11 companies were not included in the report as their earnings expectation was zero or negative.
Besides, as it is not compulsory for the companies in the investment category to reveal their earnings expectations, 16 other companies in this category were excluded.
Low P/E Contributors and Indicators
The TSE has lately been grappling with the financial challenges in the capital market with many shares hitting rock-bottom. The low P/E ratio in the equity market is likely due to lingering fears associated with the economic and political uncertainty coupled with a slump in the market.
“We have never had such a low P/E ratio in the TSE before, though this unprecedented ratio makes the investors flock to the equity market to grab the opportunity,” Keivan Sheikhi, head of the data department of the TSE told Financial Tribune.
The P/E ratio in the regional countries’ stock exchanges is close to 22 to 26 and this ratio in the US and other developed countries is around 70 to 80. In those countries the ratio is more stable due to investors being more cautious, Sheikhi stated.
Western sanctions on Iran, along with economic instability, spurs concern in the TSE.
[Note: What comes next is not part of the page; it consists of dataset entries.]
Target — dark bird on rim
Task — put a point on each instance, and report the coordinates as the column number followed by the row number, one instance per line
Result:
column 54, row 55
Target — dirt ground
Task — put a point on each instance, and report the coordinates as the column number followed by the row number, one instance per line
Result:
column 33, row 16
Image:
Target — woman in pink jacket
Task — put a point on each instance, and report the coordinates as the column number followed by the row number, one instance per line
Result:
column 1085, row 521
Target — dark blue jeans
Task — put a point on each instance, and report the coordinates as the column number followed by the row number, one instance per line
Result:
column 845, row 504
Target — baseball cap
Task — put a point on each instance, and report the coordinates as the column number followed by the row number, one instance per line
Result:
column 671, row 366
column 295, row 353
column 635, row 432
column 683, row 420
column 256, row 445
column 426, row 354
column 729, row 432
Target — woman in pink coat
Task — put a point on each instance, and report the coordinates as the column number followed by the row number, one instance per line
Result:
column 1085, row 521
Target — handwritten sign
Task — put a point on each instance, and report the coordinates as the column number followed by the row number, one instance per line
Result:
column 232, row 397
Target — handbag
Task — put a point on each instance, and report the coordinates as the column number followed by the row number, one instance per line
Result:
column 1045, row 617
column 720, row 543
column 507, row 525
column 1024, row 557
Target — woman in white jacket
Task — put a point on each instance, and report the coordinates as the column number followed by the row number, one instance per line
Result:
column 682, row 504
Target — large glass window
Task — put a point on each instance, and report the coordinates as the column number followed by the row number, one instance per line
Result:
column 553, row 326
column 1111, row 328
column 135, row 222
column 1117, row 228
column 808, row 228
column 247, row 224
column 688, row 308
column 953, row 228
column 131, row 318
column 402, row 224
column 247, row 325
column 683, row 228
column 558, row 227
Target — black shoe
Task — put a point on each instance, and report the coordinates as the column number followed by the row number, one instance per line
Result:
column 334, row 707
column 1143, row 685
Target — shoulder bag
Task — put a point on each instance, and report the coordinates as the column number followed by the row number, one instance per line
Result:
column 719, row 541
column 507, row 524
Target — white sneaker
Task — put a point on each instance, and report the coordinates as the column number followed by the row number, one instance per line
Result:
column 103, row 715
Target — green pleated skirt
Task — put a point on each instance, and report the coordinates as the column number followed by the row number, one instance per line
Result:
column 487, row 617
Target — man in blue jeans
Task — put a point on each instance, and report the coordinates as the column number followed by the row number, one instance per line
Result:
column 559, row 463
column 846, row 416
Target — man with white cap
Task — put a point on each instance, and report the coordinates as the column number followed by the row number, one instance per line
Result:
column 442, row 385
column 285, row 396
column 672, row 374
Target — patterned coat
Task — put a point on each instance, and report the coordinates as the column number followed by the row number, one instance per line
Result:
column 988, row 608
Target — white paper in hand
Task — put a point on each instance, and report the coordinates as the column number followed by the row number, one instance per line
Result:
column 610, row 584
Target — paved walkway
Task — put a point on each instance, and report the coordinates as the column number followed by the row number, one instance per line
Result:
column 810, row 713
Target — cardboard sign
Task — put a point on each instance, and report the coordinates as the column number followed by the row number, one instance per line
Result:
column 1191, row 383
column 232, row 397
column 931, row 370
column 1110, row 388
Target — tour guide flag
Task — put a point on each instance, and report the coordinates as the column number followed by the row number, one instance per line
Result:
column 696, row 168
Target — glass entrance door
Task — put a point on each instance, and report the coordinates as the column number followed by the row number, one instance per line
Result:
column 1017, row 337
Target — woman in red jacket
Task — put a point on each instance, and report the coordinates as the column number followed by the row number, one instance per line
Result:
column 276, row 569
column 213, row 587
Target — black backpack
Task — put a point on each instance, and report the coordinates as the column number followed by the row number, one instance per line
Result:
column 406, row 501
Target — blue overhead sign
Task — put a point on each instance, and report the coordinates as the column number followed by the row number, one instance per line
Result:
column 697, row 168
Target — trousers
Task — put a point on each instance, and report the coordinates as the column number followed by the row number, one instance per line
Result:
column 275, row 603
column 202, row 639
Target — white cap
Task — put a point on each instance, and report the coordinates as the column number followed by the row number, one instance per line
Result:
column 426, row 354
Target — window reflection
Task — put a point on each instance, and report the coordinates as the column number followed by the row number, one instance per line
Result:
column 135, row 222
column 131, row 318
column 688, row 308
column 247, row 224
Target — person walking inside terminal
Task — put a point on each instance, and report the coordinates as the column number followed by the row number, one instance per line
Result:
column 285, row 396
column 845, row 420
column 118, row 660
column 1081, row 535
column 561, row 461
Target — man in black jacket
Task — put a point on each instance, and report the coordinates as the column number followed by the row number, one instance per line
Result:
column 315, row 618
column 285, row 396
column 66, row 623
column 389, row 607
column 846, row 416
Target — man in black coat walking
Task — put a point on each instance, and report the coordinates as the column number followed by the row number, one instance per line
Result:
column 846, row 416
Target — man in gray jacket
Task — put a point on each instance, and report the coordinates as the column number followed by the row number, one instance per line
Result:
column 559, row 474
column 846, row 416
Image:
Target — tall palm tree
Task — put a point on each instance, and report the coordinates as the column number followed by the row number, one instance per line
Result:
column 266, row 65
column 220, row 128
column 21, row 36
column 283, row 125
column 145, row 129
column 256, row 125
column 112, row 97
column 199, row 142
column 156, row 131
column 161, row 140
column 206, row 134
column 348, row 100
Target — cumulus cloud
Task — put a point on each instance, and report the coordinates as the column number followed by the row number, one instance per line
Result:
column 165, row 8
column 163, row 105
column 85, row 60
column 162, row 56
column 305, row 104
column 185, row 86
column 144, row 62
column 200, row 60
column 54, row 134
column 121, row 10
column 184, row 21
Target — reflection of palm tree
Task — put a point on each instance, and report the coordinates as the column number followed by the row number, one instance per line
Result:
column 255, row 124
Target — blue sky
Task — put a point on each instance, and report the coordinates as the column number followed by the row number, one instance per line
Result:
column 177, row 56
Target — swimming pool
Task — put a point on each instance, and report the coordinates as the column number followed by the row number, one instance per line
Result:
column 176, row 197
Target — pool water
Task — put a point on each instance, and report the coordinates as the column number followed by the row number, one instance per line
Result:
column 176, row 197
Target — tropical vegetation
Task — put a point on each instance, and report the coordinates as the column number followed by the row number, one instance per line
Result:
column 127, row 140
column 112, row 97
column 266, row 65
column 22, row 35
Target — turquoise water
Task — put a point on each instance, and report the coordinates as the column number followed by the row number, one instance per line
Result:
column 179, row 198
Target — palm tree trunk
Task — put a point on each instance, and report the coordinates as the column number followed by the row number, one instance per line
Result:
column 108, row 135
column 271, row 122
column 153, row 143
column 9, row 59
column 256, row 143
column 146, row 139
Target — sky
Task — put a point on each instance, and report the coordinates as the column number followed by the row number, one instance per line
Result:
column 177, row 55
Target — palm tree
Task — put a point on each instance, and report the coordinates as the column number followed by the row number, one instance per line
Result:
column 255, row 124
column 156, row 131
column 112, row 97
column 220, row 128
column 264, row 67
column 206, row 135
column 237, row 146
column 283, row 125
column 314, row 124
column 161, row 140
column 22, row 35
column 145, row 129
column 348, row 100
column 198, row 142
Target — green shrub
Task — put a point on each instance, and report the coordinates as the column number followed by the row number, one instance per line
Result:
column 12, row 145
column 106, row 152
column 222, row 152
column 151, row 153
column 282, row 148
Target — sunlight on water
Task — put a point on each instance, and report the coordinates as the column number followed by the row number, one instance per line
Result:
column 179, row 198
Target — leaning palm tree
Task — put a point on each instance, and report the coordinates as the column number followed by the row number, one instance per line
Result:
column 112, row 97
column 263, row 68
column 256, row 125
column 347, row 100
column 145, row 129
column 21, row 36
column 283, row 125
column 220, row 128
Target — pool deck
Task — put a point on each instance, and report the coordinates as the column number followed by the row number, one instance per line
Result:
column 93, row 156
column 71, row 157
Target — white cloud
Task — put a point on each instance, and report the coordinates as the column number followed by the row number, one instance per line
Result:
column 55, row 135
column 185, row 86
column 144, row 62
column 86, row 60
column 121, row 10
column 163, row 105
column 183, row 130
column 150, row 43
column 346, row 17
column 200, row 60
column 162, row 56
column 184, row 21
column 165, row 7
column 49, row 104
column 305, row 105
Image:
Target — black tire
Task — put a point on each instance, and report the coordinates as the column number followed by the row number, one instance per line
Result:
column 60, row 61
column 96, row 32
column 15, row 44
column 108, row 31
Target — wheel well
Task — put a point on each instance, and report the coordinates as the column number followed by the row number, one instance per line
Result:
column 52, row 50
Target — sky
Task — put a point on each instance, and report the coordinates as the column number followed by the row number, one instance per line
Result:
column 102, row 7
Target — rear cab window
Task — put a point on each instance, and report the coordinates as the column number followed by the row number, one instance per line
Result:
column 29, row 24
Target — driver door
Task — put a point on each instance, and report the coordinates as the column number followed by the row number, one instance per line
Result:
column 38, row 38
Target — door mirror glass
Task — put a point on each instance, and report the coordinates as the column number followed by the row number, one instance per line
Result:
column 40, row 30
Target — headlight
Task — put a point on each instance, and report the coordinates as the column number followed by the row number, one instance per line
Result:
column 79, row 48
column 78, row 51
The ongoing nuclear talks between Iran and the P5+1, and the investors’ high expectations have caused the unprecedented fluctuations in the TSE’s main indices.
However, low P/E ratio stocks require further investigation as companies could be in terminal decline, some of which belong to industries which have endemic problems, or have other unfavorable valuations that make them unattractive for investment.
But following the TSE’s potential, most market analysts believe that the market is expecting an upward shift and unsettled investors will soon come to this conclusion that the current low P/E ratio could provide a safe harbor.